Усиги неожиданно поднял голову и спросил:
— Ты встречался уже со своей женой и семьёй?
Проникающие сквозь криптомерии вечерние лучи солнца осветили улыбку на лице Кёго. Он спокойно ответил:
— Я хочу сохранить свои чувства для природы, но не для людей.
— Что ты говоришь? — Усиги остановился. — Не хочешь ли ты сказать, что до сих пор не встречался со своей женой и дочерью?
Кёго слегка улыбнулся.
— Я даже и не думал встречаться с ними. А если бы и встретился, то это бы ни к чему не привело.
Усиги продолжал настаивать:
— Тебе что, стыдно показаться перед твоей женой?
— Нет, дело не в этом. Я предпочёл бы не говорить об этом даже с тобой. Моя жена вновь вышла замуж, и Томоко живёт с ней. Это совершенно естественно. Даже ты должен признать, что я не должен вмешиваться в их жизнь. Мёртвые не должны подниматься из-под земли и беспокоить живых.

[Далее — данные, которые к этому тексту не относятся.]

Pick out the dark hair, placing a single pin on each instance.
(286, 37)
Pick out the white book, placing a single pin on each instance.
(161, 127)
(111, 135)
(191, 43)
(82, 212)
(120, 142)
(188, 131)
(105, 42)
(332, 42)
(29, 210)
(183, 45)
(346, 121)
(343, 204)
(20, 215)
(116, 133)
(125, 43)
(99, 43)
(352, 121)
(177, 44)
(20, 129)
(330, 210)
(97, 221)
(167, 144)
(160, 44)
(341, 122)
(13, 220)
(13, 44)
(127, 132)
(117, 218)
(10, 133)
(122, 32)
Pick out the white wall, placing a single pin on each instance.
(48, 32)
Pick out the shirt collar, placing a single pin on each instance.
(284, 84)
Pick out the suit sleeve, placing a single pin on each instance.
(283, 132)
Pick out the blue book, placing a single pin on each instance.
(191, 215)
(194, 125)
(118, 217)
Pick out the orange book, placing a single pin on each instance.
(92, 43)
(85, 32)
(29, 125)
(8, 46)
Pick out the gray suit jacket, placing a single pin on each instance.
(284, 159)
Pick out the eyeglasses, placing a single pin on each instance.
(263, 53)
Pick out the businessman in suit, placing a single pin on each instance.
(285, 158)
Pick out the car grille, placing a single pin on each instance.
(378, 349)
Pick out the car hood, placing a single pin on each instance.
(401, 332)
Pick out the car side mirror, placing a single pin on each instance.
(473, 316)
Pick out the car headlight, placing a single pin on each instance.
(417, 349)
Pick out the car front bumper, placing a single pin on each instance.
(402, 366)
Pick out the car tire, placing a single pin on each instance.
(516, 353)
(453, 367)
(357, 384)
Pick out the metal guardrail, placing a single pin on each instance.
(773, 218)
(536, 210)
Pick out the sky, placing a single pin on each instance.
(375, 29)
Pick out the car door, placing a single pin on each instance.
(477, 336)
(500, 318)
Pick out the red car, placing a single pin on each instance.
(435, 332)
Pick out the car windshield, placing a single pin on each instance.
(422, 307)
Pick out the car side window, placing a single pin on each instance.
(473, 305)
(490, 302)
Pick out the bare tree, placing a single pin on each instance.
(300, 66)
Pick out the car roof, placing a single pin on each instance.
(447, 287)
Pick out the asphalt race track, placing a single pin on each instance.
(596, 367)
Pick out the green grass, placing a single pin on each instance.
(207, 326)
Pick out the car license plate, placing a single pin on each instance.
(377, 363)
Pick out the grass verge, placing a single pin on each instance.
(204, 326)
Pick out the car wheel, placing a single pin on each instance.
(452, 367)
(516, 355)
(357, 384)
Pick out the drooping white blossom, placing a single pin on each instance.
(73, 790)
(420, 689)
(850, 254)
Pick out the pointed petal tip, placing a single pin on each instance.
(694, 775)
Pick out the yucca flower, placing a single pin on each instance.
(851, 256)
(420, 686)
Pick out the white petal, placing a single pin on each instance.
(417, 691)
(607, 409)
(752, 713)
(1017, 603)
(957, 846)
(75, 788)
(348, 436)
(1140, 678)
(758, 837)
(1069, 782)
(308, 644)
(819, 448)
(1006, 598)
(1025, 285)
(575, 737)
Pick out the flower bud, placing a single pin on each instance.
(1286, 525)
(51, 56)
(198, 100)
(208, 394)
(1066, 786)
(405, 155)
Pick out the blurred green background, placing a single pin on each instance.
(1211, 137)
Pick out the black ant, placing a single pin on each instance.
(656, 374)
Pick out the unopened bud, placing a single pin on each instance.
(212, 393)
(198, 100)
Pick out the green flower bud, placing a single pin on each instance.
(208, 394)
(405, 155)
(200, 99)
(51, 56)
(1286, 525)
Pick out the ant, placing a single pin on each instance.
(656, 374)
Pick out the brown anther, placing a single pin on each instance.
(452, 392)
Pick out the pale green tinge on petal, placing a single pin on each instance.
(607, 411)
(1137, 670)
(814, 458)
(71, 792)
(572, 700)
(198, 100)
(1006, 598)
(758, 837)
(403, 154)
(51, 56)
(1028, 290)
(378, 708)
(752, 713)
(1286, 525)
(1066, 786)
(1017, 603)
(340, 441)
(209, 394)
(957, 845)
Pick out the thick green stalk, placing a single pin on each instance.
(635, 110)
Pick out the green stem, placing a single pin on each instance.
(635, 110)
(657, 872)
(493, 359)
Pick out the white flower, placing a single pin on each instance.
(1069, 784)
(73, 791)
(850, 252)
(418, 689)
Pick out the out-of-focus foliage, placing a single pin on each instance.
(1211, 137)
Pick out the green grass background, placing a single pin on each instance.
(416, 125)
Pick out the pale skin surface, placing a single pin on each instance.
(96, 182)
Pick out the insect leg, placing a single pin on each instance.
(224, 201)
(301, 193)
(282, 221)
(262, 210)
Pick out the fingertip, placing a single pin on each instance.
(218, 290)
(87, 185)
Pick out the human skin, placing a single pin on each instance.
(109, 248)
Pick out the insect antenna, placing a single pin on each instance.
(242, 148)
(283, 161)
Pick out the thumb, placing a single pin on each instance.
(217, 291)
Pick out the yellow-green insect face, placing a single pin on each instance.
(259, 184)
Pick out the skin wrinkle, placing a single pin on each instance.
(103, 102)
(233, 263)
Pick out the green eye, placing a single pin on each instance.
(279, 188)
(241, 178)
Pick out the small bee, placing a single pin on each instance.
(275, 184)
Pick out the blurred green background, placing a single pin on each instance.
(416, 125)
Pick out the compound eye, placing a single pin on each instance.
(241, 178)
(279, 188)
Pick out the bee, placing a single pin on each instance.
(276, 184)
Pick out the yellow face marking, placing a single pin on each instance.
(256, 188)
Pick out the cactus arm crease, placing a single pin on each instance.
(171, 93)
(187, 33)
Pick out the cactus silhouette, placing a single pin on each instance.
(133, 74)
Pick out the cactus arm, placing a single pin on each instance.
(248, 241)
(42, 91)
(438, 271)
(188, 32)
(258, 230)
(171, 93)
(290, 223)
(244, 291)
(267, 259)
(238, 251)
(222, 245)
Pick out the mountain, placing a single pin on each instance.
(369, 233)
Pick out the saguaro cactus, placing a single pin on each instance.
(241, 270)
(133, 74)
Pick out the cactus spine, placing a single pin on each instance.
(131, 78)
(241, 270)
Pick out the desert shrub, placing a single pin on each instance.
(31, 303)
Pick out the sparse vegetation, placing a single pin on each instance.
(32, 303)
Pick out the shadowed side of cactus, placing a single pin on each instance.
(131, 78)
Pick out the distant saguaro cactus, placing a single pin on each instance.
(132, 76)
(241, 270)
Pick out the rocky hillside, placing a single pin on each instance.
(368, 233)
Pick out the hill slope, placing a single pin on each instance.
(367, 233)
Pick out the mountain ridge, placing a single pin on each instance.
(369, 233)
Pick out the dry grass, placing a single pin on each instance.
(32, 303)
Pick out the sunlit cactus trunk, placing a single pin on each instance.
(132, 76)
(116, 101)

Мимо них пронеслась электричка, идущая в Йокосука. Хотя было ещё светло, в вагонах был уже включён свет, и они могли видеть тёмную массу пассажиров, которые возвращались домой с работы. Тонкое облако пыли поднимал ось за поездом, и ветер уносил его к домам, расположенным по другую сторону пути.
— Ты вроде бы жалеешь меня? Но для этого нет причины. После всех этих лет скитаний сама идея дома исчезла из моего сознания. Ты думаешь, это бессердечно, но всё сложилось так, и тут уже ничего нельзя сделать. Я должен был это преодолеть, и когда привык к одиночеству, в моём сознании различие между совсем незнакомыми людьми и моей женой с дочерью как-то померкло подобно тому, как на карте исчезает линия границы между государствами. Особенно после того, как она вновь вышла замуж и стала женой другого.
— Тебя можно только пожалеть, Мория.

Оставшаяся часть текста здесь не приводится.